Many people facing financial difficulties choose the option of filing bankruptcy to stop creditor harassment, save their home from foreclosure, discharge unmanageable debt, or give them breathing room while they repay creditors over a three to five-year period.
Filing bankruptcy is complicated and initially requires that you pass a “means” test. Your state will have designated a median income, or average, and you must not exceed that to qualify for a Chapter 7 bankruptcy. If your income exceeds the median, you may still qualify if your disposable income is not above a certain level. Otherwise, your only option is to qualify for a Chapter 13.
For a Chapter 13, your income must be sufficient to pay your creditors over a period up to 60-months. If your mortgage is in arrears, you must continue to pay the current monthly amounts as well as make up the past due amounts.

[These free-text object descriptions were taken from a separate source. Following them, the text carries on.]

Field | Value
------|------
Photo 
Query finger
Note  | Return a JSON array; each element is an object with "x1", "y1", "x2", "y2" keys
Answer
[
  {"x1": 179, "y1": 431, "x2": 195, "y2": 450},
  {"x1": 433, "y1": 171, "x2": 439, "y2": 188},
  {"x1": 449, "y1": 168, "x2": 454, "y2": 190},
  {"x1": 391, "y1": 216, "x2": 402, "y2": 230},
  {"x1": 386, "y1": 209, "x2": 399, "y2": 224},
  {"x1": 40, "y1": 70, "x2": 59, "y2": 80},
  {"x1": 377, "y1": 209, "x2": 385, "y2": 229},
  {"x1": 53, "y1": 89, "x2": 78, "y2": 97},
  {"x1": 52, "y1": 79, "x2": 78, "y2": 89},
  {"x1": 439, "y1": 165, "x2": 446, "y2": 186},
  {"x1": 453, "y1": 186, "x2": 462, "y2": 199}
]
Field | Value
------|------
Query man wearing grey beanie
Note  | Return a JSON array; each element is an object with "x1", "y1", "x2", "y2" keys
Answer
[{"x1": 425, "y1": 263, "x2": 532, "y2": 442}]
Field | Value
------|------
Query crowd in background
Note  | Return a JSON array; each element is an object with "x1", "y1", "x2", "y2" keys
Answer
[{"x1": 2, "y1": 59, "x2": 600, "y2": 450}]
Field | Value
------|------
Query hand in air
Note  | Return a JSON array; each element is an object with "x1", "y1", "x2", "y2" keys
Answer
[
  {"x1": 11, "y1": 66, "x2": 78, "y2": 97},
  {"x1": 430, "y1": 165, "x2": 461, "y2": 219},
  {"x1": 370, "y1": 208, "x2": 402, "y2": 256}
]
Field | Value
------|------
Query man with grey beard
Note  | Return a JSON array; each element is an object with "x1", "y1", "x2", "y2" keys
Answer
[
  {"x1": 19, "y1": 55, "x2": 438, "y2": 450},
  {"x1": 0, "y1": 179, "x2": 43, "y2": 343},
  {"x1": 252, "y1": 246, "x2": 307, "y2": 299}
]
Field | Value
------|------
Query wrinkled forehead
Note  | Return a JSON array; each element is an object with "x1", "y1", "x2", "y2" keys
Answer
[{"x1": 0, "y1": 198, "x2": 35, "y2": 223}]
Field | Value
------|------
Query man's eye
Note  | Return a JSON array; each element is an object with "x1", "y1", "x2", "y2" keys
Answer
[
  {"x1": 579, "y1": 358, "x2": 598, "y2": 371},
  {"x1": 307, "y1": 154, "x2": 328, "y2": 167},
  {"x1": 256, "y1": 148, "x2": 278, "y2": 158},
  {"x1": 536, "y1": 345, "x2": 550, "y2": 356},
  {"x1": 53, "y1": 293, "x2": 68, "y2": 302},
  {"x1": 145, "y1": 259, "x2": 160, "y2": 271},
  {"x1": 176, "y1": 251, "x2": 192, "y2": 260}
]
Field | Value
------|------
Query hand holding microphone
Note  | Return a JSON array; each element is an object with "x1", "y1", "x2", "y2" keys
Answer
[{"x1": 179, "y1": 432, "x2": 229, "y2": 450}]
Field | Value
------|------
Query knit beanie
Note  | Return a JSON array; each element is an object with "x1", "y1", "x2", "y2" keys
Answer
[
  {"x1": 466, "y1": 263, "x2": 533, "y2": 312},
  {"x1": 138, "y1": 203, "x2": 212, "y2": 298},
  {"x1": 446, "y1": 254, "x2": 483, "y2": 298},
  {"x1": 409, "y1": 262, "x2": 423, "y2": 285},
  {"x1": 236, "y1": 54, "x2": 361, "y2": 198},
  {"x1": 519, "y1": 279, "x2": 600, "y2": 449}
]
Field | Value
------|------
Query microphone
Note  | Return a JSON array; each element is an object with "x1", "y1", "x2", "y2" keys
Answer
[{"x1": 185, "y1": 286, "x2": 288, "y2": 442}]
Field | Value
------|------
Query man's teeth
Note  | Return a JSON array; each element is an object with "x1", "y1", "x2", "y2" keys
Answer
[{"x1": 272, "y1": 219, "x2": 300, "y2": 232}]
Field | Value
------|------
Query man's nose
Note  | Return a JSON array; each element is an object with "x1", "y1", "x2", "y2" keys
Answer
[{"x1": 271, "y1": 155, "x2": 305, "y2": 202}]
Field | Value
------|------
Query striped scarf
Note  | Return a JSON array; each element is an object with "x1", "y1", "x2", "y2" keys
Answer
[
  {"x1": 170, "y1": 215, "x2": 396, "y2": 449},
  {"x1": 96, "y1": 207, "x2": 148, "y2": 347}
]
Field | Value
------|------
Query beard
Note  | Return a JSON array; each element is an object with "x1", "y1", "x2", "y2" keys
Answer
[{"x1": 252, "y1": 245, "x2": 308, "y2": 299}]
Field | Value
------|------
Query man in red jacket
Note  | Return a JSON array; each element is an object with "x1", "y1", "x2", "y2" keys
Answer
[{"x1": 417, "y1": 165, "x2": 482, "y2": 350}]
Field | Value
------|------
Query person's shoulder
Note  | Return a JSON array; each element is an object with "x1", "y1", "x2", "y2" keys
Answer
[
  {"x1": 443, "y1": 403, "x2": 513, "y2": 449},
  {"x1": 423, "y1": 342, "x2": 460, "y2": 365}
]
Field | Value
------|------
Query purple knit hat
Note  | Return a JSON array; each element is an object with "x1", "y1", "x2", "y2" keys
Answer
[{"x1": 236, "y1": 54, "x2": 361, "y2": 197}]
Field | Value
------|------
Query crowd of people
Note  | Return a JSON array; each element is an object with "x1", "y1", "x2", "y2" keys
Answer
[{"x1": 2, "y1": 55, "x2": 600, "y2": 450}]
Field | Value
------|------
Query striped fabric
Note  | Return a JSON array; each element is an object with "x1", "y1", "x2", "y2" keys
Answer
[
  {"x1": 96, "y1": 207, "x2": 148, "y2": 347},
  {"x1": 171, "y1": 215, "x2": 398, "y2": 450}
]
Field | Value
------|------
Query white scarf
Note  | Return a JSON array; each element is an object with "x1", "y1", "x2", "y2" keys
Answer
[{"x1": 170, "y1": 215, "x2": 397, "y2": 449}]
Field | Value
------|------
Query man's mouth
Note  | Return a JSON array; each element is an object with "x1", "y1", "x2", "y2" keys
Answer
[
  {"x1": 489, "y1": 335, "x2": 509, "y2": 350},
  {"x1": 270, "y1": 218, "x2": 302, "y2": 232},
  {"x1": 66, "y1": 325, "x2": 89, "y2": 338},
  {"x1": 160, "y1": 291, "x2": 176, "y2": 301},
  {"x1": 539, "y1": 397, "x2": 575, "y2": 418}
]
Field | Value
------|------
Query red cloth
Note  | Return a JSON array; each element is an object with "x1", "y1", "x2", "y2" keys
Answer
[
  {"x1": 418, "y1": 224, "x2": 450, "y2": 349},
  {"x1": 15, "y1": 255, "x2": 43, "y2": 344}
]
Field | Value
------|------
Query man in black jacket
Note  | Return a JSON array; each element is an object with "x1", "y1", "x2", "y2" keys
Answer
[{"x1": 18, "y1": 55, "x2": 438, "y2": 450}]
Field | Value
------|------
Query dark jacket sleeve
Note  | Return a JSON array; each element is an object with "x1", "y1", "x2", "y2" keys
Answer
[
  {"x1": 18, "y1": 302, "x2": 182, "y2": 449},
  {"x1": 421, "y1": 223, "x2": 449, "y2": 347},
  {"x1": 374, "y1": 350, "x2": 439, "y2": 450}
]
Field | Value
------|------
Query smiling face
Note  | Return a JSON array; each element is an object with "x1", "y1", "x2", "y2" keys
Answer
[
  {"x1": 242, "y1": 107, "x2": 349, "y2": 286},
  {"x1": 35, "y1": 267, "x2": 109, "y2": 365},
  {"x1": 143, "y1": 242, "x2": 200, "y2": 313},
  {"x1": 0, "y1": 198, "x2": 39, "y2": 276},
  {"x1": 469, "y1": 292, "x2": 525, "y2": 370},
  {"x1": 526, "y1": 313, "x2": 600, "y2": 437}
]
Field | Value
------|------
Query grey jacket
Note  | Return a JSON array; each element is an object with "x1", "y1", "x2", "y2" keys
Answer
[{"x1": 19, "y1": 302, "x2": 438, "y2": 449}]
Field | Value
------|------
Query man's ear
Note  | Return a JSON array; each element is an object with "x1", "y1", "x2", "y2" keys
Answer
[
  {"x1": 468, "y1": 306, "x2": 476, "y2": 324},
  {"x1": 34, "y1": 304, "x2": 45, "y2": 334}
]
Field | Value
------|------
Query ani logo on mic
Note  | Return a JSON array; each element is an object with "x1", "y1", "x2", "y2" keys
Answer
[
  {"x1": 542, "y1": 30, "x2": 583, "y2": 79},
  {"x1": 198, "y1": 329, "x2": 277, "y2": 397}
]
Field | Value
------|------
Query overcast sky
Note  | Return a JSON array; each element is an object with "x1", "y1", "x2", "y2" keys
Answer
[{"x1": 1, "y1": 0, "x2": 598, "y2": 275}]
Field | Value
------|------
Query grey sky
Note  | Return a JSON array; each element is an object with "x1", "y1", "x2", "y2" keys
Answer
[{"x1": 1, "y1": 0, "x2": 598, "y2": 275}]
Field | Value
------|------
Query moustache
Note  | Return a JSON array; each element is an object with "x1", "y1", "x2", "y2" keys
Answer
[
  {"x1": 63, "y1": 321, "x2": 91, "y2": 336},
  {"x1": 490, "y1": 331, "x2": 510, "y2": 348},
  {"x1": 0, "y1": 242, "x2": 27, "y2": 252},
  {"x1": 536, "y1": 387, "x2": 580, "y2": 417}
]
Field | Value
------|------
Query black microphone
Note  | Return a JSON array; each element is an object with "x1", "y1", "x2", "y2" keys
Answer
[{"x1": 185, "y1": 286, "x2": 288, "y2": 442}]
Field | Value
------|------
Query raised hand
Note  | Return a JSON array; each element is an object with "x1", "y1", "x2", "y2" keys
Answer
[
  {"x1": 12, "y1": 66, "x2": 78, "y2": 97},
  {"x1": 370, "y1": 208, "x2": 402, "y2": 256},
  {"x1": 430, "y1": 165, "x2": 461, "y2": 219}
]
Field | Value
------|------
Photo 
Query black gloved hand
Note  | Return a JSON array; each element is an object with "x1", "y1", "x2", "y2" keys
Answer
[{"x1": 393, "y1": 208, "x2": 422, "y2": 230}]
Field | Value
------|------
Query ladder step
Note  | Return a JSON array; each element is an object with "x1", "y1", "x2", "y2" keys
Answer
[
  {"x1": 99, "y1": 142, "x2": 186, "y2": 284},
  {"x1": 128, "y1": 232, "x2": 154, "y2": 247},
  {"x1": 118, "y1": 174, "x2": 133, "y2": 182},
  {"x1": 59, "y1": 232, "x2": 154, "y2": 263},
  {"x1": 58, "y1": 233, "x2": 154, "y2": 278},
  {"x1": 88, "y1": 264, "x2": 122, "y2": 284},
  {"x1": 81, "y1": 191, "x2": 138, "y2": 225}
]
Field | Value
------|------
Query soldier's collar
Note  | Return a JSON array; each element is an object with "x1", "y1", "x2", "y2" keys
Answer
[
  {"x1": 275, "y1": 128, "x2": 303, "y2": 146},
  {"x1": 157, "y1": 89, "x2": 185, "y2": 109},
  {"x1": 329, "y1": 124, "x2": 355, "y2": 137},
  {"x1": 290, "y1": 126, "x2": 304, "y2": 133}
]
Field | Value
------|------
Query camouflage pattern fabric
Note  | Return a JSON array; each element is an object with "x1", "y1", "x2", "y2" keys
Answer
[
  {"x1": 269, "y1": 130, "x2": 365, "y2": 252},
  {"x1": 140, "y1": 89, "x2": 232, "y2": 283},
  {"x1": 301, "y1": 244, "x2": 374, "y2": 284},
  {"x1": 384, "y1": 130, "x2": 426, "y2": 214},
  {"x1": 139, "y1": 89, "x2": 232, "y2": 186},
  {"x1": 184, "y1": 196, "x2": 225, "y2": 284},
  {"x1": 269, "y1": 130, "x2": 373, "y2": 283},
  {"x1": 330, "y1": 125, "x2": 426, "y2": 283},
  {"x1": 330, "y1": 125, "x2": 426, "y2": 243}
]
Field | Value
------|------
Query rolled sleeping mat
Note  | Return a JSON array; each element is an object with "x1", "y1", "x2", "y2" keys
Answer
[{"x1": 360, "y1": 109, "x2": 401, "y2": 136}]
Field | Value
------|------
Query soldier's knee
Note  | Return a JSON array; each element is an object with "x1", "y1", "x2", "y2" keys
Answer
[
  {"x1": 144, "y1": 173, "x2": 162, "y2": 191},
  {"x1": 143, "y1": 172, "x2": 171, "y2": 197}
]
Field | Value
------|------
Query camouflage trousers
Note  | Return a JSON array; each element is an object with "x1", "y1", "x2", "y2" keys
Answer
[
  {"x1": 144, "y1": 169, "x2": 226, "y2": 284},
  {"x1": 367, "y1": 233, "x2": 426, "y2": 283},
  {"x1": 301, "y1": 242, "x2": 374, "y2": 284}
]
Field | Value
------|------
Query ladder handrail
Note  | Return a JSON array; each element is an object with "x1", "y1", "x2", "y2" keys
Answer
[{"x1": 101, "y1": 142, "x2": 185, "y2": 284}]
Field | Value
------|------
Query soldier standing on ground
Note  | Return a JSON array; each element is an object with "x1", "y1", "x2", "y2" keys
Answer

You do have certain obligations before and after filing bankruptcy. This includes attending a short credit counseling session before filing.
In your petition, you must list all your assets, liabilities, income, monthly expenses, and a list of items exempt from seizure by the trustee. You must also attend a first meeting of creditors where the trustee and other interested creditors may question you about your petition.
After filing, you must also attend a personal financial management class. After the meeting with the trustee, your creditors have 60-days to file any objections; otherwise, the trustee and court will grant you a discharge of your debts.
In a Chapter 13, you will have to wait until the plan period has ended for satisfaction of your obligations.